Restricted subsidiaries’ cash flows and assets can be used to service the debt of the parent holding company. This benefits creditors of holding companies because their debt is pari passu with the debt of restricted subsidiaries, rather than be structurally subordinated. Restricted subsidiaries are typically the holding company’s larger subsidiaries that have significant assets.
1. Could someone explain the differences between restricted and unrestricted subsidiaries?
2. Based on the text above, does it mean that a parent company isn’t allowed to use CF and assets from an unrestricted subsidiaries to service the debt?
3. “Restricted subsidiaries are typically the holding company’s larger subsidiaries that have significant assets.” does this means smaller subsidiaries are usually unrestricted? If so, what is the benefit of being ‘unrestricted’ ?
1. The main difference between restricted and unrestricted subsidiaries is that in a restricted subsidiary the subsidiary debt is structurally subordinate to the parent’s debt. Or in plain English when a subsidiary is restricted the parent’s debt ranks above the subsidiary’s debt.
2. I’m not totally sure about that because I recall reading somewhere that the parent can move subsidiaries from restricted and unrestricted category. It would depends on the bond’s indenture and how the relationship is stipulated between the parent and subsidiary. But from my understanding the parent can’t use cash flow from the unrestricted subsidiary if it will adversely affect the subsidiary’s bondholders.
3. The benefit of being unrestricted is that subsidiary’s debt is NOT structurally subordinate to the parents and may be able to command a higher credit rating and therefore the borrowing cost is lower.
I think all 3 points are best understood by looking at what restricted and unrestricted subsidiaries are.
Restricted and unrestricted subsidiaries are terms that are defined by a specific loan agreement or indenture, whereby restricted subsidiaries are subsidiaries identified by the agreement that need to comply with certain covenants, pledge collateral and so on. Unrestricted subsidiaries are ‘outside of the system’ and have nothing to do with the loan agreement.
So when you refer to ‘service the debt’ here, you’re actually talking about a very specific loan, not just any debt.
Hence to your point 2, it’s not that the parent company isn’t allowed to use CF and assets from unrestricted subsidiaries to service the (specific) debt. They probably can achieve that by using intercompany loans and other agreements. It’s more the point that the restricted subsidiaries are required to service the debt by agreement.
Point 3 – when drafting terms of the agreement, usually the subsidiaries you’d want to list as restricted are the large significant ones (as they have a better chance of guaranteeing the debt properly).

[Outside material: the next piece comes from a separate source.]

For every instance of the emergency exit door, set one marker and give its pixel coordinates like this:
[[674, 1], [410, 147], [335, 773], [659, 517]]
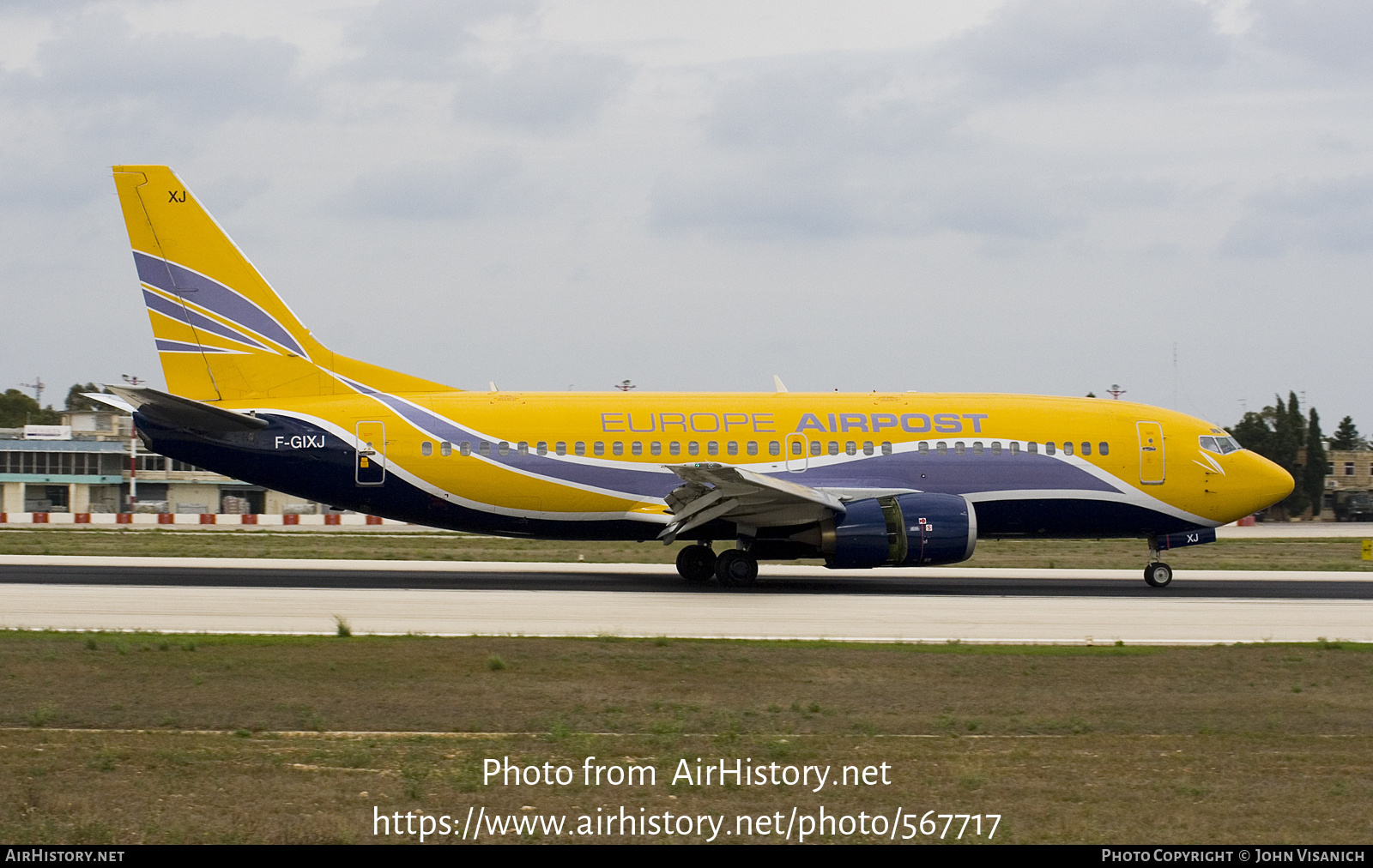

Again, it’s down to the specific agreements and there isn’t a strict rule on what ‘should’ be restricted or not. To that end, I suppose the benefit of being unrestricted is as @diya says – better credit rating and generally need not adhere to the covenants as stipulated by the loan agreement.
@diya – your first statement sounds contradictory to @vincentt’s. The other way around?
My thinking is:
1. The difference between restricted vs. unrestricted subsidiaries is that restricted ones are tied to the debt covenants of the parent issuer, whereas unrestricted one is not. So the debt at parent (issuer) level is pari passu to the restricted subsidiary. This is done to reduce credit risk for bond holders (and thus borrowing cost for issuer) as there are more assets that are governed by the debt covenants, and if all fails, bondholders have access to assets of the restricted subsidiary. This is normally done when the parent company is a holding company and has various subsidiaries, but the debt is to be issued at “parent/Hold Co level” – so bond investors want to ‘ringfence’ more assets as this Hold Co is just an empty holding company.
2. Not necessarily, parent company can use cash from unrestricted subsidiaries through other arrangements such as inter-company loans etc. But debt covenants only covers HoldCo and its restricted subsidiaries.
3.Not necessarily, restricted subsidiaries can be of any choice structured during the debt issuance, but usually it’s worth a lot (or going to be) in terms of asset, to reduce credit risk of the issuer. If a subsidiary is unrestricted, it is not bound by the rules under the debt covenants, which for example may impose certain interest coverage ratio, or have a maximum borrowing % in the capital structure etc – all limitations/restrictions done to protect the interest of the bondholders.